Wednesday, April 04, 2007

Will the Reserve Bank hike at 9.30am Australian eastern time?


In the words penned and sung by the legendary Brian Wilson, God only knows.

The announcement will be here at 9.30am Australian eastern time.

Here's my report delivered to the streets of Canberra only hours before...

Mortgage repayments are set to climb by an extra $60 a month if, as expected, the Reserve Bank tightens interest rates at 9.30 this morning.

The weight of money on financial markets is clearly favouring a rise, with the prices on the bank bill futures market putting the chance of a hike today at 62 per cent and the chance of no change at just 38 per cent.

A hike of 0.25 per cent would take the professional cash rate to a 10-year high of 6.5 percent and take the standard variable mortgage rate to 8.32 per cent.

It would be the fifth interest rate hike since the 2004 election, fought and won by the Coalition on a promise of low interest rates.

In that election the Prime Minister delivered his policy speech from a lectern that read “Keeping Interest Rates Low” but yesterday, ahead of the Reserve Bank board meeting, he told reporters that he had made his practice not to comment about what would happen to rates.

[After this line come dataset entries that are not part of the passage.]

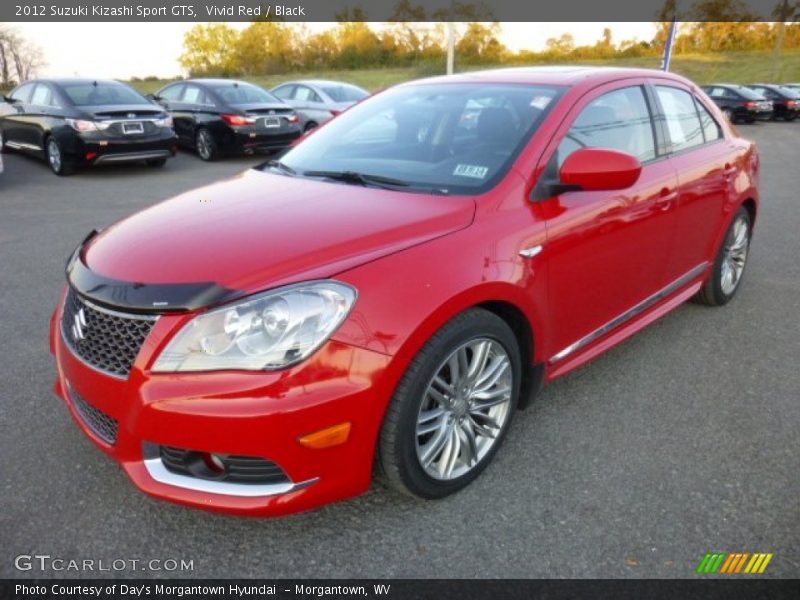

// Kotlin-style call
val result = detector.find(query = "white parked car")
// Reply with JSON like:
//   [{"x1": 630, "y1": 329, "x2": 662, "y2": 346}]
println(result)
[{"x1": 271, "y1": 80, "x2": 369, "y2": 132}]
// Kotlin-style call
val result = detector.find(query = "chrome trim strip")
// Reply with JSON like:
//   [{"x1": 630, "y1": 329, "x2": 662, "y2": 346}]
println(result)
[
  {"x1": 93, "y1": 150, "x2": 171, "y2": 164},
  {"x1": 6, "y1": 141, "x2": 42, "y2": 151},
  {"x1": 550, "y1": 262, "x2": 710, "y2": 364},
  {"x1": 80, "y1": 296, "x2": 160, "y2": 321},
  {"x1": 143, "y1": 456, "x2": 319, "y2": 498},
  {"x1": 519, "y1": 245, "x2": 543, "y2": 258}
]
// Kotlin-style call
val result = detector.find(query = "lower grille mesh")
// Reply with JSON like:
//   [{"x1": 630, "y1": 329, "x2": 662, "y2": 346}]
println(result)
[{"x1": 69, "y1": 388, "x2": 118, "y2": 445}]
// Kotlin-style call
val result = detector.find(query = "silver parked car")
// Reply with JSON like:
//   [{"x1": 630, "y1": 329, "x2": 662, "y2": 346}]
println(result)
[{"x1": 270, "y1": 80, "x2": 369, "y2": 132}]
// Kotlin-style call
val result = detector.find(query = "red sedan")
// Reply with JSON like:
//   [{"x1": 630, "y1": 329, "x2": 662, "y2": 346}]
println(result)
[{"x1": 50, "y1": 67, "x2": 759, "y2": 516}]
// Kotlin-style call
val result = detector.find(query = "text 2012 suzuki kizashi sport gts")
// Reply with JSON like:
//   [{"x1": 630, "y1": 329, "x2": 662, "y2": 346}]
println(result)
[{"x1": 51, "y1": 68, "x2": 759, "y2": 516}]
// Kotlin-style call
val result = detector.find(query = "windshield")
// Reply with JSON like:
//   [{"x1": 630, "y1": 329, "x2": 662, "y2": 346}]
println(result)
[
  {"x1": 320, "y1": 84, "x2": 369, "y2": 103},
  {"x1": 211, "y1": 82, "x2": 279, "y2": 105},
  {"x1": 278, "y1": 82, "x2": 563, "y2": 194},
  {"x1": 62, "y1": 82, "x2": 150, "y2": 106}
]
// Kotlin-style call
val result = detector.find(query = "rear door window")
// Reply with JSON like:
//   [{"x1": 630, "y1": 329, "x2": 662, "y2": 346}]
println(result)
[
  {"x1": 655, "y1": 86, "x2": 704, "y2": 153},
  {"x1": 695, "y1": 99, "x2": 722, "y2": 142}
]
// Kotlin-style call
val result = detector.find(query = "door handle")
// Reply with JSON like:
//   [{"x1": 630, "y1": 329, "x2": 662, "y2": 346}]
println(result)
[{"x1": 655, "y1": 187, "x2": 678, "y2": 208}]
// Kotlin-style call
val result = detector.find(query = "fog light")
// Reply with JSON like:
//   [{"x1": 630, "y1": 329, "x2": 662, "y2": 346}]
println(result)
[
  {"x1": 298, "y1": 422, "x2": 351, "y2": 449},
  {"x1": 202, "y1": 452, "x2": 226, "y2": 474}
]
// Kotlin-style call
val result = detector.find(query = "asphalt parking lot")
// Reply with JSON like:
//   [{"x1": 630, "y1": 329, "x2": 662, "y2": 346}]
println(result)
[{"x1": 1, "y1": 124, "x2": 798, "y2": 579}]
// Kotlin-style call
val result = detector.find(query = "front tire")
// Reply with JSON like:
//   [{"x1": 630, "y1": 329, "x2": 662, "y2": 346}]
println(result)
[
  {"x1": 377, "y1": 308, "x2": 521, "y2": 499},
  {"x1": 694, "y1": 207, "x2": 752, "y2": 306}
]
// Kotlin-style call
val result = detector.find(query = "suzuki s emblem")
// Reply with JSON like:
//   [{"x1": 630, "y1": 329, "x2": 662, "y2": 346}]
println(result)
[
  {"x1": 127, "y1": 113, "x2": 136, "y2": 118},
  {"x1": 71, "y1": 308, "x2": 87, "y2": 342}
]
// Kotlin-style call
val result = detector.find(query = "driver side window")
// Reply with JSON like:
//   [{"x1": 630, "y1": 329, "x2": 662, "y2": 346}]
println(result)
[{"x1": 557, "y1": 86, "x2": 657, "y2": 168}]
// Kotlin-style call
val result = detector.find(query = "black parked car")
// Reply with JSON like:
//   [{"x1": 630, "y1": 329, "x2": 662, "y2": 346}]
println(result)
[
  {"x1": 746, "y1": 84, "x2": 800, "y2": 121},
  {"x1": 701, "y1": 84, "x2": 773, "y2": 123},
  {"x1": 152, "y1": 79, "x2": 303, "y2": 161},
  {"x1": 0, "y1": 79, "x2": 177, "y2": 175}
]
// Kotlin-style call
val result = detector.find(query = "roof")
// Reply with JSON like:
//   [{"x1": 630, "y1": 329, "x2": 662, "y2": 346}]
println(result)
[
  {"x1": 407, "y1": 66, "x2": 692, "y2": 88},
  {"x1": 276, "y1": 79, "x2": 364, "y2": 87},
  {"x1": 36, "y1": 78, "x2": 126, "y2": 86},
  {"x1": 186, "y1": 78, "x2": 255, "y2": 86}
]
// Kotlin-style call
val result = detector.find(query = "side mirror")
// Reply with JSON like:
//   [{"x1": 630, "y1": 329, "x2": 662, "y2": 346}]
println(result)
[
  {"x1": 559, "y1": 148, "x2": 642, "y2": 192},
  {"x1": 3, "y1": 95, "x2": 19, "y2": 103}
]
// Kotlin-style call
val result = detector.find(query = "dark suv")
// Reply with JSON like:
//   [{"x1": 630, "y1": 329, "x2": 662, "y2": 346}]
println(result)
[
  {"x1": 0, "y1": 79, "x2": 177, "y2": 175},
  {"x1": 701, "y1": 84, "x2": 773, "y2": 123}
]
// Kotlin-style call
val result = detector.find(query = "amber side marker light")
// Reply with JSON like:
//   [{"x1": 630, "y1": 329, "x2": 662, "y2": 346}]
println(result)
[{"x1": 298, "y1": 422, "x2": 351, "y2": 449}]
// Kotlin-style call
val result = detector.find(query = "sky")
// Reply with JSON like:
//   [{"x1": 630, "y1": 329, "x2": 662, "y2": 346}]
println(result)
[{"x1": 14, "y1": 22, "x2": 657, "y2": 80}]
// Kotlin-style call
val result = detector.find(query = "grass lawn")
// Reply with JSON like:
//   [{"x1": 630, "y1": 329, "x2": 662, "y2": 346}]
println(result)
[{"x1": 122, "y1": 50, "x2": 800, "y2": 95}]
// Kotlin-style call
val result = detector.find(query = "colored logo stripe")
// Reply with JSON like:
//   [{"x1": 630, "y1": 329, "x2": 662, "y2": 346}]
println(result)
[{"x1": 697, "y1": 552, "x2": 773, "y2": 574}]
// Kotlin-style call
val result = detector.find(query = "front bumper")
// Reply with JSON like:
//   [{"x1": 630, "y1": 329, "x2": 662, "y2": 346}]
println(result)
[{"x1": 50, "y1": 292, "x2": 392, "y2": 516}]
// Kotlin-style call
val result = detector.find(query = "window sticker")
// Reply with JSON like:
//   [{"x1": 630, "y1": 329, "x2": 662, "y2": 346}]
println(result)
[
  {"x1": 530, "y1": 95, "x2": 553, "y2": 109},
  {"x1": 453, "y1": 164, "x2": 489, "y2": 179}
]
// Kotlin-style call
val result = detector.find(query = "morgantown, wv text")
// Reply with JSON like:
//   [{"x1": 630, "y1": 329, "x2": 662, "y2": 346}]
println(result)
[{"x1": 16, "y1": 584, "x2": 392, "y2": 598}]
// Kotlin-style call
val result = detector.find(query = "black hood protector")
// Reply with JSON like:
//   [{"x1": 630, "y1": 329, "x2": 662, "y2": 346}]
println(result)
[{"x1": 65, "y1": 231, "x2": 242, "y2": 314}]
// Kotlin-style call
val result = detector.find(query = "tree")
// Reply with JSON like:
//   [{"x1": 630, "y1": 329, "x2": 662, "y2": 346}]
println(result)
[
  {"x1": 236, "y1": 22, "x2": 299, "y2": 74},
  {"x1": 179, "y1": 24, "x2": 241, "y2": 77},
  {"x1": 0, "y1": 26, "x2": 45, "y2": 87}
]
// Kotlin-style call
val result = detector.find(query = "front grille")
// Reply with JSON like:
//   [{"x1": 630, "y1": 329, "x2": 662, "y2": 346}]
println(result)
[
  {"x1": 69, "y1": 387, "x2": 118, "y2": 445},
  {"x1": 159, "y1": 446, "x2": 290, "y2": 485},
  {"x1": 61, "y1": 288, "x2": 157, "y2": 378}
]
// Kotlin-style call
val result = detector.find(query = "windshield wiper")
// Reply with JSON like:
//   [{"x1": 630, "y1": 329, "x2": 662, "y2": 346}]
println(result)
[
  {"x1": 265, "y1": 160, "x2": 297, "y2": 176},
  {"x1": 303, "y1": 170, "x2": 411, "y2": 189}
]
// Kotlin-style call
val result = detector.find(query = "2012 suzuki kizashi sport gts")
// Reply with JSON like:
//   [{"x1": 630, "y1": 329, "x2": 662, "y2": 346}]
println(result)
[{"x1": 51, "y1": 68, "x2": 759, "y2": 516}]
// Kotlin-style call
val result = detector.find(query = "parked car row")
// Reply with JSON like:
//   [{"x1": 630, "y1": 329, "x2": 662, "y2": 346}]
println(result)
[
  {"x1": 0, "y1": 77, "x2": 369, "y2": 175},
  {"x1": 702, "y1": 83, "x2": 800, "y2": 123}
]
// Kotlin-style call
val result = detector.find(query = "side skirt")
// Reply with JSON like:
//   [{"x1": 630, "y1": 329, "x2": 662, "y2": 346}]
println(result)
[{"x1": 545, "y1": 263, "x2": 709, "y2": 381}]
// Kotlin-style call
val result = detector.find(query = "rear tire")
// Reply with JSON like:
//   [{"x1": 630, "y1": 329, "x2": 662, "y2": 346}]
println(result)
[
  {"x1": 377, "y1": 308, "x2": 521, "y2": 499},
  {"x1": 195, "y1": 128, "x2": 218, "y2": 161},
  {"x1": 785, "y1": 114, "x2": 798, "y2": 122},
  {"x1": 0, "y1": 128, "x2": 8, "y2": 153},
  {"x1": 693, "y1": 207, "x2": 751, "y2": 306},
  {"x1": 46, "y1": 136, "x2": 74, "y2": 176},
  {"x1": 304, "y1": 121, "x2": 318, "y2": 133}
]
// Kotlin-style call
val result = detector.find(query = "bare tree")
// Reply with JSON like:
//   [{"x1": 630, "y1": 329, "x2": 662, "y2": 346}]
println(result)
[{"x1": 0, "y1": 26, "x2": 45, "y2": 88}]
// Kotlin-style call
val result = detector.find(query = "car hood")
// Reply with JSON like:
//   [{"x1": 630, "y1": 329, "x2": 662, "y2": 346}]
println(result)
[{"x1": 81, "y1": 169, "x2": 475, "y2": 303}]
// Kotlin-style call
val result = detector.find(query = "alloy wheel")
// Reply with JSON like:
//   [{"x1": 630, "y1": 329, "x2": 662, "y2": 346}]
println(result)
[
  {"x1": 720, "y1": 214, "x2": 749, "y2": 295},
  {"x1": 48, "y1": 139, "x2": 62, "y2": 173},
  {"x1": 196, "y1": 130, "x2": 212, "y2": 160},
  {"x1": 415, "y1": 338, "x2": 513, "y2": 481}
]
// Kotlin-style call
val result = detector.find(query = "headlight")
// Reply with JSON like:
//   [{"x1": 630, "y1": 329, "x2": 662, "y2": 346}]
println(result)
[
  {"x1": 65, "y1": 118, "x2": 111, "y2": 132},
  {"x1": 152, "y1": 281, "x2": 357, "y2": 372},
  {"x1": 154, "y1": 115, "x2": 173, "y2": 128}
]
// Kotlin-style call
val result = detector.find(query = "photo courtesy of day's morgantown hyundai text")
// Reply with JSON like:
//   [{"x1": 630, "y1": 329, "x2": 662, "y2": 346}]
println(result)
[{"x1": 50, "y1": 67, "x2": 759, "y2": 516}]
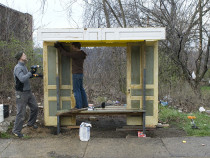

The Opposition leader Kevin Rudd accused him of running for cover saying “he no longer talks about interest rates because there is this huge gap between what he promised the Australian people in paid advertisements by the Liberal Party at the last election – that he would keep interest rates at the level that they were at that time. And they have gone up four times since then. That’s why you don’t hear Mr Howard every day talking about interest rates”.

A hike in an election year would be a serious embarrassment for the Coalition, drawing attention to the successful campaign strategy it adopted in the last election.

One of its tools was an “interest rate calculator” produced by the National Party that encouraged voters to dial up what said would be their unchanged mortgage repayments under the Coalition with two scenarios for higher repayments under Labor.

Should the Reserve Bank move this morning, as it has signaled forcefully it might, the monthly repayment on a $400,000 mortgage would climb by an extra $60 to be $320 higher than at the time of that election.

Labor’s leader Kevin Rudd signaled the Opposition’s line of attack saying that “Australian people, working families, were promised by Mr Howard at the last election that he would keep interest rates at record lows”.

“What has happened since then is interest rates have not gone up once, they have not gone up twice, they have not gone up three times, they have gone up four times all together. And as a result, housing affordability is a real challenge out there for working families,” he said.

Rather than aping the Coalition in 2004 and promising to keep interest rates low he promised to “work to improve housing affordability over time”.

The Treasurer refused to buy into the discussion ahead of yesterday’s Reserve Bank board meeting saying that anything he said would be misinterpreted. He said although he had appointed the board it was independent and would make its decision without reference to him.

The board met in Melbourne yesterday, Mr Costello’s hometown. Sitting on the board is the head of his department Dr Ken Henry, and Costello appointees Roger Corbett , the former head of Woolworths, Jillian Broadbent, Graham Kraehe, Donald McGauchie, Warwick McKibbin and Hugh Morgan as well as the Reserve Bank Governor and Deputy Governor Glenn Stevens and Ric Battellino.

In the background of the meeting was the knowledge that if the board did not act immediately it might feel forced to push up rates later at even more embarrassing times for the government – just before or just after the May Budget or during the election campaign itself.

The Bank signaled that it was considering a hike only three weeks ago. Its deputy governor delivered a speech in Sydney declaring that Australia’s inflation outlook was “higher than ideal” and that inflation was “more likely to be too high than too low in the period we can foresee.” He said the board would review inflation prospects “month by month”.

The resolve of hardliners within the bank is likely to have been strengthened at yesterday’s meeting by Monday’s news showing that retail spending surged in January and February, despite two rate rises in August and November. It was the strongest surge since the one that brought on the interest rate hike in May last year.

The interest rate strategist at the Macquarie Bank Rory Robertson said yesterday he thought the board could go either way. But he said so thoroughly had the Bank prepared the market for a rate rise that if it did not hike, traders would lose some faith and be “less inclined to respond to the next round of prodding.”